Ia menambahkan, Pemkab Enrekang berkomitmen agar pelaksanaan GPM dapat menjangkau seluruh wilayah, termasuk pedesaan, dengan tagline ‘GPM Menyapa Desa’.
Selain beras, kegiatan GPM juga menyediakan gula pasir, minyak goreng, tepung terigu, dan telur dengan harga terjangkau. Menurut Sri Siswaty, kegiatan ini tidak hanya untuk menekan inflasi, tetapi juga untuk mempermudah akses masyarakat terhadap kebutuhan pokok tanpa harus mengeluarkan biaya transportasi tambahan.
Sementara itu, Asisten Ekonomi dan Pembangunan Setda Enrekang Gaswan, yang mewakili Bupati Enrekang dalam pembukaan kegiatan, menjelaskan bahwa GPM merupakan bagian dari program Asta Cita Presiden RI yang bertujuan menekan dan mengendalikan inflasi daerah.
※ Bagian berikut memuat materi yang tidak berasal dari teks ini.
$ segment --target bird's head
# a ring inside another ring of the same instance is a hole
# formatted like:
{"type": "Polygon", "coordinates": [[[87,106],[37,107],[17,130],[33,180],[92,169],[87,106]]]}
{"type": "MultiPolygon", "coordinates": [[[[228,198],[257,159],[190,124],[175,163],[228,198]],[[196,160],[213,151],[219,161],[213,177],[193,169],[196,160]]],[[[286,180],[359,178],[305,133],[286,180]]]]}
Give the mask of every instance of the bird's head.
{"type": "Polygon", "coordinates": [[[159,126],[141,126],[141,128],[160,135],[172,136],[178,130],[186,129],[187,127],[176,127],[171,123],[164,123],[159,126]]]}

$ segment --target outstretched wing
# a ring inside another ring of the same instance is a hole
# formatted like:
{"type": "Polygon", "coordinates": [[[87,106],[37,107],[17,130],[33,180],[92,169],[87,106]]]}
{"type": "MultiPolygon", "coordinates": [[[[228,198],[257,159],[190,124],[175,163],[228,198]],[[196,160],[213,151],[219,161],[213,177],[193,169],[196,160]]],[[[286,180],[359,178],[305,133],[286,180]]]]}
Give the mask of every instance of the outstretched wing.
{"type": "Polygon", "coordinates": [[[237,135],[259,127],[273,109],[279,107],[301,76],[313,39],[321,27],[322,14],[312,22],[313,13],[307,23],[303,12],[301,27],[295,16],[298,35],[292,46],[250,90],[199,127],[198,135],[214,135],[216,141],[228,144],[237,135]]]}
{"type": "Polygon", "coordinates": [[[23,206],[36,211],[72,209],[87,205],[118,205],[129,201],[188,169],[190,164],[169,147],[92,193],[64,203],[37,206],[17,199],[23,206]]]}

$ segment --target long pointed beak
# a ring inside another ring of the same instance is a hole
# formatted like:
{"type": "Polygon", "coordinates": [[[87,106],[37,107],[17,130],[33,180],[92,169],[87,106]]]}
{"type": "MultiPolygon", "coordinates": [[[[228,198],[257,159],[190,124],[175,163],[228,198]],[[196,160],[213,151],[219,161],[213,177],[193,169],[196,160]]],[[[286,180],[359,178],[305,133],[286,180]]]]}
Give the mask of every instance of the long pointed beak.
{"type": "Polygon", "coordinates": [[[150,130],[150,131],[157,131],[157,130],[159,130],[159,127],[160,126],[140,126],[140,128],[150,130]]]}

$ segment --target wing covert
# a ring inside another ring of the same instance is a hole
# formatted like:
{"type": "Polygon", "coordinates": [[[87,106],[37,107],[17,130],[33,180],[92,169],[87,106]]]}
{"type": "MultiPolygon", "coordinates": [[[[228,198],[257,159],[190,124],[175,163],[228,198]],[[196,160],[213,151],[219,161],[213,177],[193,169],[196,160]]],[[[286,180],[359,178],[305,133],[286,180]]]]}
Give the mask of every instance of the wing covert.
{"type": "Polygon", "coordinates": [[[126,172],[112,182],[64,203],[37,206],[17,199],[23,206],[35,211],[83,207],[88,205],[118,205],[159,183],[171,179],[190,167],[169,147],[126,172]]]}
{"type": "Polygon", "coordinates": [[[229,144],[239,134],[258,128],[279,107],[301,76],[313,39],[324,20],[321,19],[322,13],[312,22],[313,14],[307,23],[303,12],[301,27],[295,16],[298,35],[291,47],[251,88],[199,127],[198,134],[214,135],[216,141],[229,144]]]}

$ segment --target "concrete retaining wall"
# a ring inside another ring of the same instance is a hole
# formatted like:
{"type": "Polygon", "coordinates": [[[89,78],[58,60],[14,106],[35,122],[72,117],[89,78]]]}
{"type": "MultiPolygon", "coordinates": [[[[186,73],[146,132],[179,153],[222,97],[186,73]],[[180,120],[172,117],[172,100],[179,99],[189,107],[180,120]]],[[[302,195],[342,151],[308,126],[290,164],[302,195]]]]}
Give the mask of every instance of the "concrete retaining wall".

“Di Kabupaten Enrekang, berbagai langkah telah dilakukan, seperti FGD dengan Forkopimda dan OPD terkait, sidak pasar, operasi harga, serta kerja sama antar daerah baik dengan wilayah produsen maupun konsumen,” ungkap Gaswan.
Ia menambahkan, Pemkab Enrekang kini melaksanakan GPM minimal dua kali sepekan, tidak hanya sebulan sekali. Berdasarkan data, hingga kini Enrekang telah menyalurkan 140 ton beras melalui program tersebut.
“Kalau sebelumnya GPM hanya dilakukan di jalur poros, kini sesuai arahan Bupati dan Wakil Bupati, kegiatan ini sudah menyentuh hingga pelosok desa. Langkah ini diambil karena beberapa waktu lalu Enrekang sempat mencatatkan harga beras tertinggi di Sulawesi Selatan, bahkan menjadi sorotan nasional,” jelasnya.
Melalui GPM, Pemkab Enrekang menjual beras SPHP jenis medium dengan harga Rp60.000 per 5 kilogram, di bawah Harga Eceran Tertinggi (HET) yang berlaku.